Life expectancy is a measure of how long an individual is expected to live on average and is commonly used in designing policy or even as a social indicator to evaluate the quality of life for any given region (see “An Overarching Health Indicator for the Post-2015 Development Agenda” 2014; also “An Overarching Health Indicator for the Post-2015 Development Agenda,” n.d.).
The goal of this project is to develop a model for predicting life expectancy in Baltimore down to single block resolution with estimates of uncertainty. The hope is that with this new information we would be able to better examine what factors contribute to the life expectancy for any given block in any given neighborhood in Baltimore city and so aid decision making when policy changes are being implemented.
We have data gotten from the city of Baltimore which gives estimates of life expectancy at the Community statistical area (CSA) level. This was done since the boundaries, and the names of the 270+ neighborhoods in Baltimore may change over time. Thus the CSA provides a consistent way to characterize a particular region of the city. Each CSA is made up of several neighborhoods and these neighborhoods may belong to more than CSA. I.e., the boundaries of a CSA may go through a neighborhood.
Since our outcome, life expectancy, is gotten at an aggregate level. This project aims to provide a street block prediction of the expected life expectancy using statistical downscaling methods.
We have data from Baltimore city website, Baltimore Neighborhood Indicators Alliance BNIA-JF, Maryland department of planning, and from the Census Bureau. The data consists of information about life expectancy estimates for each neighbourhood, along with crime, economic development and education informmation, all over a 5 year period (2010-2014). I also have street level, and block group level data.
The data fall in three general categories.
The following table gives some of the variables used in the model fitting process, which level we originally got the data at and assumptions we made to get it at a street block level
| Variables | Name | Level | Cleaning steps |
|---|---|---|---|
| propfemhh | Proportion of households headed by a female with related children under 18 years | Block group | Since the data was at a block group level and we were interested in getting street block level data, we used Kriging to interpolate data at new locations (street block locations) using the information from the block group level.
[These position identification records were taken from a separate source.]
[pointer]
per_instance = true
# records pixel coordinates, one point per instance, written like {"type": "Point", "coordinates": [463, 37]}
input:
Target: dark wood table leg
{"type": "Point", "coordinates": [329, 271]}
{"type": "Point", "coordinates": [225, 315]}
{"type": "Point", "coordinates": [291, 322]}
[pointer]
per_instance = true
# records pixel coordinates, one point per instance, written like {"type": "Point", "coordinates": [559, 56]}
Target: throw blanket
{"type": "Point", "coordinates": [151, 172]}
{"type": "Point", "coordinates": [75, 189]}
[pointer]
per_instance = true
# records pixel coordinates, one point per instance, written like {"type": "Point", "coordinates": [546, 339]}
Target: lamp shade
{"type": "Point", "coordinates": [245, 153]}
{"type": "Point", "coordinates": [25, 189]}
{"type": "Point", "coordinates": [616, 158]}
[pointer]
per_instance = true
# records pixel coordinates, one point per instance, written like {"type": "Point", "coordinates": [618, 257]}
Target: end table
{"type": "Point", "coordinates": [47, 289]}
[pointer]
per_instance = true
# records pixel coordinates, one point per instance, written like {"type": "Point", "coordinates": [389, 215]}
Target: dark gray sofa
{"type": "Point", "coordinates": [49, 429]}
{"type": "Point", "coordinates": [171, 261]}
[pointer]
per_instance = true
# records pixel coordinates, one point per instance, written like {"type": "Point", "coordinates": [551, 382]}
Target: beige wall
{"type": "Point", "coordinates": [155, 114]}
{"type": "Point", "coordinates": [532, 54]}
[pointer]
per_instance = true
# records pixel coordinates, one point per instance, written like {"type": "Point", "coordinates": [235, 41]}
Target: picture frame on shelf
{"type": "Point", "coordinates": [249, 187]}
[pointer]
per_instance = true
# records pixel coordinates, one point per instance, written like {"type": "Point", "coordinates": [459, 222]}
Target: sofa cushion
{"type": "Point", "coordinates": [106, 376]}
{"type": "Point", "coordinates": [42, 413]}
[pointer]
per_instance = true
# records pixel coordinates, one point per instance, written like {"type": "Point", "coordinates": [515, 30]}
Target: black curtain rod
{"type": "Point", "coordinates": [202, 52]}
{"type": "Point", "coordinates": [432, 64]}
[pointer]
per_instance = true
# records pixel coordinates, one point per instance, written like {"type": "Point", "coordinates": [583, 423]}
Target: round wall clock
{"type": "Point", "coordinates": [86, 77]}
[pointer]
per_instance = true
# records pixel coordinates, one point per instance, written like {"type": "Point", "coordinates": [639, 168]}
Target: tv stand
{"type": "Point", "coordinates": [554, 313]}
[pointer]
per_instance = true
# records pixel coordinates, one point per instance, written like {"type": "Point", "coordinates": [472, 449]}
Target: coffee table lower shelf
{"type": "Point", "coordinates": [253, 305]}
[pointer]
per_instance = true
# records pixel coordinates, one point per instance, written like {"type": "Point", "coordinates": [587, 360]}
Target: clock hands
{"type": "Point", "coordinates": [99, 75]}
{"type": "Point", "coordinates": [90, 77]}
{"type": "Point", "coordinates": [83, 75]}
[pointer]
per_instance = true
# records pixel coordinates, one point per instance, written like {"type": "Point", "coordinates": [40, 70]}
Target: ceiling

The locations for the street blocks were ascertained as the median longitude and latitude of all streets that made up the street block. One of the assumptions made here was that the distribution of the variable (propfemhh) was smooth in the sense that street blocks with such households will tend to be similar. |
| propkids_withinsurance | The proportion of individuals less than 18 years who have health insurance for a given block group | Block group | Here we used the block group value as the value for each street block in that block group. The assumption here was that block groups would tend to be quite homogenous with regard to this variable. |
| racdiv | Racial diversity as calculated per block group | Block group | This variable was not given but was estimated from the block group data on race. Its estimation proceeds as follows calculate the percent of each race, square the percent for each group, sum the squares, subtract the sum from 1.00. Eight groups were used for the index: White, not Hispanic; Black or African American; American Indian and Alaska Native (AIAN); Asian; Native Hawaiian and Other Pacific Islander (NHOPI); two or more races, not Hispanic; some other race, not Hispanic; Hispanic or Latino. This method is based on that used by the census bureau. More information can be found here. We decided not to interpolate these values for the street blocks but instead used the values from block groups that they belonged to. This was done due to the unique structure of neighborhoods in Baltimore city. |
| propbelow | Proportion of individuals within a block group that lives below the poverty line | Block group | To get the data at the street block level we interpolated values from the block group level. The assumption used here is that the further into a particular neighborhood you go, the more representative each block is of the aggregate level data for this variable. |
| mhhi | Median household income | Block group | We interpolated the values for the street blocks from the block group level data using Kriging. Again this is based on the assumption that the further into a particular neighborhood you go, the more representative each block is of the aggregate level data for this variable. |
| totalincidents | # of crime incidents per street | Street | We aggregated this to get the number of crimes committed per street block |
| prop.vacant | Proportion of vacant homes | Street | We divided the number of vacant homes per street block by the total number of homes in that street block. |
The rest of the variables used in the final model includes: Percentage of Students Suspended or Expelled During School Year (susp); Liquor Outlet density per 1,000 Residents (liquor); and Percent of Residences Heated by Electricity (elheat). Note that all the variables mentioned above were observed at the CSA level. Furthermore, I did not do any interpolation for these variables at the street block level as I felt that the assumptions inherent in the process would be untenable.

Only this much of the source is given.